Abstract

Thiopurine S-methyltransferase (TPMT) testing, either by genotyping or phenotyping, can reduce the incidence of adverse severe myelotoxicity episodes induced by azathioprine. The comparative cost-effectiveness of TPMT genotyping and phenotyping are not known. Our aim was to assess the cost-effectiveness of phenotyping-based dosing of TPMT activity, genotyping-based screening and no screening (reference) for patients treated with azathioprine. A decision tree was built to compare the conventional weight-based dosing strategy with phenotyping and with genotyping using a micro-simulation model of patients with inflammatory bowel disease from the perspective of the French health care system. The time horizon was set up as 1year. Only direct medical costs were used.

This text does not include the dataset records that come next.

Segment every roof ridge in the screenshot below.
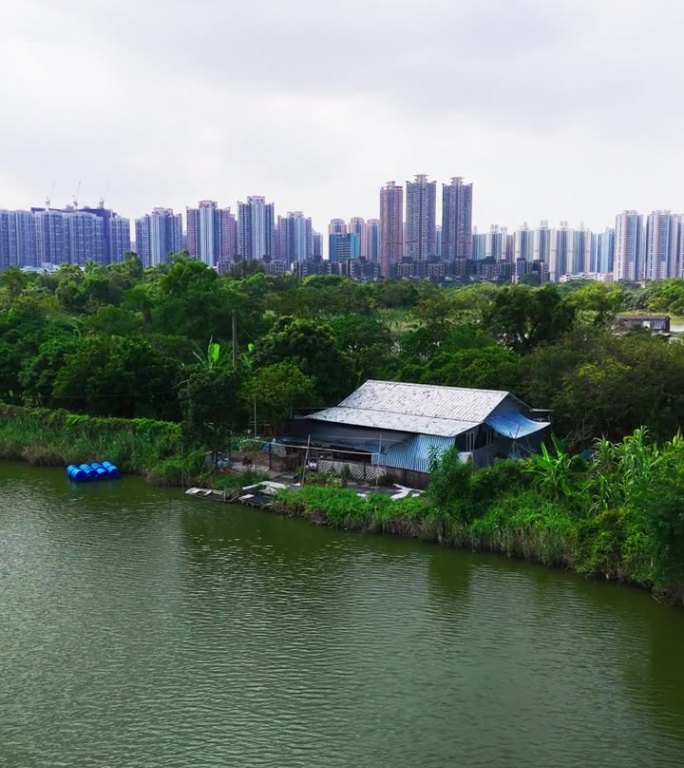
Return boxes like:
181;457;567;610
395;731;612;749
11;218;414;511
322;404;482;424
366;379;511;400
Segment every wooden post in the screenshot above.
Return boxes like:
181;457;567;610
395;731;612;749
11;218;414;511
302;435;311;485
231;310;237;368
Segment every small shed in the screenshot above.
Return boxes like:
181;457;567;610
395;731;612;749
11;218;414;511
289;380;550;483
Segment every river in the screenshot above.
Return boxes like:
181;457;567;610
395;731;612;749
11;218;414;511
0;463;684;768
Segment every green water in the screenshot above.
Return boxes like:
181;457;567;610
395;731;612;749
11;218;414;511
0;464;684;768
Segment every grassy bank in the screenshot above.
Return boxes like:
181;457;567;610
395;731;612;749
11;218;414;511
0;404;204;485
276;432;684;605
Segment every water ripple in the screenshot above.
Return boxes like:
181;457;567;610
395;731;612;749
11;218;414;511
0;465;684;768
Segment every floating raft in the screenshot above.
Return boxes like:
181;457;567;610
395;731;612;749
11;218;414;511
66;461;121;483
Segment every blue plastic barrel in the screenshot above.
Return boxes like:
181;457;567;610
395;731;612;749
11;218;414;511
80;464;97;480
102;461;121;477
66;464;88;483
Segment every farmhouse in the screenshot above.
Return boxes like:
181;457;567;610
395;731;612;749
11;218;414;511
289;380;550;484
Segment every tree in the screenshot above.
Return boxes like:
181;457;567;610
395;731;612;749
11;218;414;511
243;361;316;433
482;285;575;353
178;365;247;451
0;267;29;302
253;317;353;403
420;346;520;391
53;336;180;420
330;315;392;384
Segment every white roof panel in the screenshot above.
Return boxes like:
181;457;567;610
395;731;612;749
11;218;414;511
338;379;509;424
307;405;476;437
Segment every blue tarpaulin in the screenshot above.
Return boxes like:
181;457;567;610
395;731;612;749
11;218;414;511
486;411;549;440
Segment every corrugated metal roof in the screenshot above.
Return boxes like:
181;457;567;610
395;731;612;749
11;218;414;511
338;379;509;424
486;411;551;440
307;408;475;437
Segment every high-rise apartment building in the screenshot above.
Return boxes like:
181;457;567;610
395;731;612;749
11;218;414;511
108;215;131;264
613;211;645;281
328;219;347;235
78;200;131;264
238;195;275;261
276;211;313;264
513;222;534;263
404;174;437;261
380;181;404;277
645;211;682;280
33;209;69;264
66;210;109;266
185;200;220;267
472;227;488;261
328;232;361;262
484;224;508;261
364;219;380;263
347;216;368;259
0;211;38;270
440;176;473;261
532;220;556;266
135;208;183;267
312;232;323;260
186;200;237;267
569;224;592;275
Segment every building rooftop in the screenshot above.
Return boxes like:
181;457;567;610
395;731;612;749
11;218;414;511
308;380;548;437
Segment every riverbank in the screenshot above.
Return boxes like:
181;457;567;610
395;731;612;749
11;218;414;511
274;448;684;606
0;404;204;486
5;405;684;605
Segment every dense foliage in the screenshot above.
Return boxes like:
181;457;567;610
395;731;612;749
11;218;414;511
279;429;684;603
0;254;684;590
0;254;684;450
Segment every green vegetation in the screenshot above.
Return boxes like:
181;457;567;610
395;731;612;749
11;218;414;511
0;254;684;594
0;405;190;484
278;429;684;604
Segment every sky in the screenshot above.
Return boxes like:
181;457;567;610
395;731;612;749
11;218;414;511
0;0;684;231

Data used were obtained from previous reports, except for screening test and admission costs, which were from real cases. The main outcome was the cost-effectiveness ratios, with an effectiveness criterion of one averted severe myelotoxicity episode. The total expected cost of the no screening strategy was €409/patient, the total expected cost of the phenotyping strategy was €427/patient, and the total expected cost of the genotyping strategy was €476/patient. The incremental cost-effectiveness ratio was €2602/severe myelotoxicity averted in using the phenotyping strategy, and €11,244/severe myelotoxicity averted in the genotyping strategy compared to the no screening strategy. At prevalence rates of severe myelotoxicity > 1%, phenotyping dominated genotyping and conventional strategies. The phenotype-based strategy to screen for TPMT deficiency dominates (cheaper and more effective) the genotype-based screening strategy in France. Phenotype-based screening dominates no screening in populations with a prevalence of severe myelosuppression due to azathioprine of > 1%.